Monday, October 19, 2020

Wilhelm's Eleven

 

Friedrich Wilhelm Voight was born in Prussia in 1849 and learned the shoemaking trade from his father.  But at the early age of 14, he began his criminal career with a two-week jail stay for theft.  He did not learn much from that: during a 27-year period, he spent 25 of them in prison.  Out in early 1906, he came up with a caper that Danny Ocean would have appreciated.

Wilhelm bought an army captain's uniform in a pawnshop, collected ten local soldiers solely on the authority represented by his uniform, and marched into the city hall of Koepenick, Prussia.  There the cowed city officials handed over 4,002 marks and change to the "captain," who obligingly signed a receipt (with someone else's name, of course). He sent his troop on their way back to duty, and disappeared.

                                                             City Hall, Koepenick

But, he was arrested a few weeks later in October 1906 and sentenced to two years.  While serving his time, the story spread around Germany and even the Kaiser was amused ("he seems like an amiable fellow") and pardoned Wilhelm.  Quickly becoming a folk hero, a wax figure was made for a museum, and he wrote a play  about his hijinks and toured central Europe.  Subsequently, in 1909, he published a successful book.  Over the next three-quarters of a century, another play, movies and television retold his story, a Clyde without a Bonnie, a Jesse James, a Robin Hood, and yes, like Zorro too.  The tried and true course of criminal to popular hero to media figure.
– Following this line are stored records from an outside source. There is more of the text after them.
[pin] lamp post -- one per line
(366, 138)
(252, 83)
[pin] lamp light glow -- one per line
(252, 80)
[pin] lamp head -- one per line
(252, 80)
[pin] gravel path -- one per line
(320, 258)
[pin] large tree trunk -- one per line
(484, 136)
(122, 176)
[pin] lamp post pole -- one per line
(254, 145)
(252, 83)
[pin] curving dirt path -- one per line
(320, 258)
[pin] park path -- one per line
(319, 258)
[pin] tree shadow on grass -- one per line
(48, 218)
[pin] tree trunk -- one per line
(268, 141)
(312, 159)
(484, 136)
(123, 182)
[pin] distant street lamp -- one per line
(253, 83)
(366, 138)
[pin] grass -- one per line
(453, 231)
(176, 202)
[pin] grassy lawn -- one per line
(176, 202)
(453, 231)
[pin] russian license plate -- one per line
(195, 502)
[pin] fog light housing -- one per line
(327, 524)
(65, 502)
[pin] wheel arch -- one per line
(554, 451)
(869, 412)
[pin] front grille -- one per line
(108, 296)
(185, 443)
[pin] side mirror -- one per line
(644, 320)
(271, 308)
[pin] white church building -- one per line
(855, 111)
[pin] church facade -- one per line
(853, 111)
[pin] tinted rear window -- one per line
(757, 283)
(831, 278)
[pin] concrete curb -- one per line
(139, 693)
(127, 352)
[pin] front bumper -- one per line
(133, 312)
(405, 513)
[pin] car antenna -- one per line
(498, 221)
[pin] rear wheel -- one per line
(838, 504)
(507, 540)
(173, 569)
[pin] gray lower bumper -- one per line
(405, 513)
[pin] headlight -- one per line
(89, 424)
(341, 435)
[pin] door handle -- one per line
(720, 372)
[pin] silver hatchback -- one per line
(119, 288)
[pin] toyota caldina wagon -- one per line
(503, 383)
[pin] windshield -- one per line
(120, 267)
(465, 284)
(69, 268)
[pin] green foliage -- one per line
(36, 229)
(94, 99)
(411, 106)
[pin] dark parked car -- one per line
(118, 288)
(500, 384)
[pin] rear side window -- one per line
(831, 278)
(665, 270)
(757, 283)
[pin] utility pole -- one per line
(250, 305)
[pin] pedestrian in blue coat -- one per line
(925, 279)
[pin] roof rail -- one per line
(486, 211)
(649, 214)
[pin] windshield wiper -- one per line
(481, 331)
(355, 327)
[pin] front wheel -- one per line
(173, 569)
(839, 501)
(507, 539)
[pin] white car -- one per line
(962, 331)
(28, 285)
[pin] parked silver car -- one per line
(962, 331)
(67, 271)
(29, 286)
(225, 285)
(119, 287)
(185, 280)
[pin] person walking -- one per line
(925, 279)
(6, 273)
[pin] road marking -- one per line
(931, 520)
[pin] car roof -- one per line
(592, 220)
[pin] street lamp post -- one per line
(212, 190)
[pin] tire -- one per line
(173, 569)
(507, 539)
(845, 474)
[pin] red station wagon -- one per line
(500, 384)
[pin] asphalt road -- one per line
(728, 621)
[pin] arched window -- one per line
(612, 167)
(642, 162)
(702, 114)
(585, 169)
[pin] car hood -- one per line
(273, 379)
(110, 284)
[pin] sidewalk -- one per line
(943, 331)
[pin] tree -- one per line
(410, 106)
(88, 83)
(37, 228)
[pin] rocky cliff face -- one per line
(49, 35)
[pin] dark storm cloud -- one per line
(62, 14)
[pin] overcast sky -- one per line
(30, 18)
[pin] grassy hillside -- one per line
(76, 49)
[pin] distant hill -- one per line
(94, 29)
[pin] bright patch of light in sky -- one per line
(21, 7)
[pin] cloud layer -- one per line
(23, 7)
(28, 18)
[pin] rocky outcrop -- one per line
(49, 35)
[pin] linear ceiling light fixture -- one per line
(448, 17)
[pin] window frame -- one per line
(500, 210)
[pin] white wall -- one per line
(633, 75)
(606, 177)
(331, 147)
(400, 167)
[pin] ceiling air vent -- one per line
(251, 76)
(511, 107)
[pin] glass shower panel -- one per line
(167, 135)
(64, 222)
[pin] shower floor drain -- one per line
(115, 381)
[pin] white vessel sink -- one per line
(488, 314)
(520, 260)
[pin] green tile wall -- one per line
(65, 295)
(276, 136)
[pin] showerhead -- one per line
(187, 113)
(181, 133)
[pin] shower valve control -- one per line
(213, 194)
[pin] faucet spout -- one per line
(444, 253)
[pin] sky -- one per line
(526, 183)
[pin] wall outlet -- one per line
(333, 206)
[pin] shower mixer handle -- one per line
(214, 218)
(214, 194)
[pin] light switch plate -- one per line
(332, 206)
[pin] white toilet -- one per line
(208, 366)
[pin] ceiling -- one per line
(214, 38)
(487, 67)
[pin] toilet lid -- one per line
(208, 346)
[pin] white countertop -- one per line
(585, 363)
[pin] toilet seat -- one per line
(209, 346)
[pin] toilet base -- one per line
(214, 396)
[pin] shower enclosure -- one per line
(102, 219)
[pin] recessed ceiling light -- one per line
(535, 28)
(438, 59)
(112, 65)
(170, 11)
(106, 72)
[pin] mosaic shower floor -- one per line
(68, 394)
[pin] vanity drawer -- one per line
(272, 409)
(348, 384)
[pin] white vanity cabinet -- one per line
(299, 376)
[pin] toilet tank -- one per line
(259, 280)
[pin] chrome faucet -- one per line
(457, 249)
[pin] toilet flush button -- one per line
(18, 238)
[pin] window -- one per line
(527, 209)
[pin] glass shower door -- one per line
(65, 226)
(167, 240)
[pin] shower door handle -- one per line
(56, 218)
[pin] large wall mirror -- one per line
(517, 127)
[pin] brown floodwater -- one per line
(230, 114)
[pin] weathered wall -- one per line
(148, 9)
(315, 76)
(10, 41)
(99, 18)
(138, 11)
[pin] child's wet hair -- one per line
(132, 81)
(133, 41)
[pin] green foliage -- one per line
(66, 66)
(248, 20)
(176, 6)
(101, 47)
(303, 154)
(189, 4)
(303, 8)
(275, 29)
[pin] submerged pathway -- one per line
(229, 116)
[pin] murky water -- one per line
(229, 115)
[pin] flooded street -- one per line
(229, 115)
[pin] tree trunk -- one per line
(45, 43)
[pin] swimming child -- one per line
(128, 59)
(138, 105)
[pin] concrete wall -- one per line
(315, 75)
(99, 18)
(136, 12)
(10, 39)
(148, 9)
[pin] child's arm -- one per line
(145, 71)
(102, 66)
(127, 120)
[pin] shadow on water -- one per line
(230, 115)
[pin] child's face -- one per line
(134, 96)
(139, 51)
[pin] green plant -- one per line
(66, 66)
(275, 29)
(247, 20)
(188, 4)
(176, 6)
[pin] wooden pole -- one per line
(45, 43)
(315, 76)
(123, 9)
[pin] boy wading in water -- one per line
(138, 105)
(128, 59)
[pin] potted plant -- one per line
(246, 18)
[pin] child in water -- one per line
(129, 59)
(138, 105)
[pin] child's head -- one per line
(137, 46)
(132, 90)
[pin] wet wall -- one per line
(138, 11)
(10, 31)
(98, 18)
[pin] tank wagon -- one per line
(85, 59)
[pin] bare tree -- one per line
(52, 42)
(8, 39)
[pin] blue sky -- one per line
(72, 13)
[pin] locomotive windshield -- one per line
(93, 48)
The ruse of using a false uniform has been employed for more sinister purposes.  One hundred and fifty Austrian Nazis did so in the first, unsuccessful, putsch in Austria (1934); the Wehrmacht did during the World War II invasion of the Netherlands and later impersonation of American MPs during the Battle of the Bulge, and it works in Afghanistan today.

Nothing is stranger than a true story.


2 comments:

  1. and a string of beads, a headband and two fingers makes you a hippie.

    ReplyDelete
  2. and in the military, salute the ones with the best jewelry.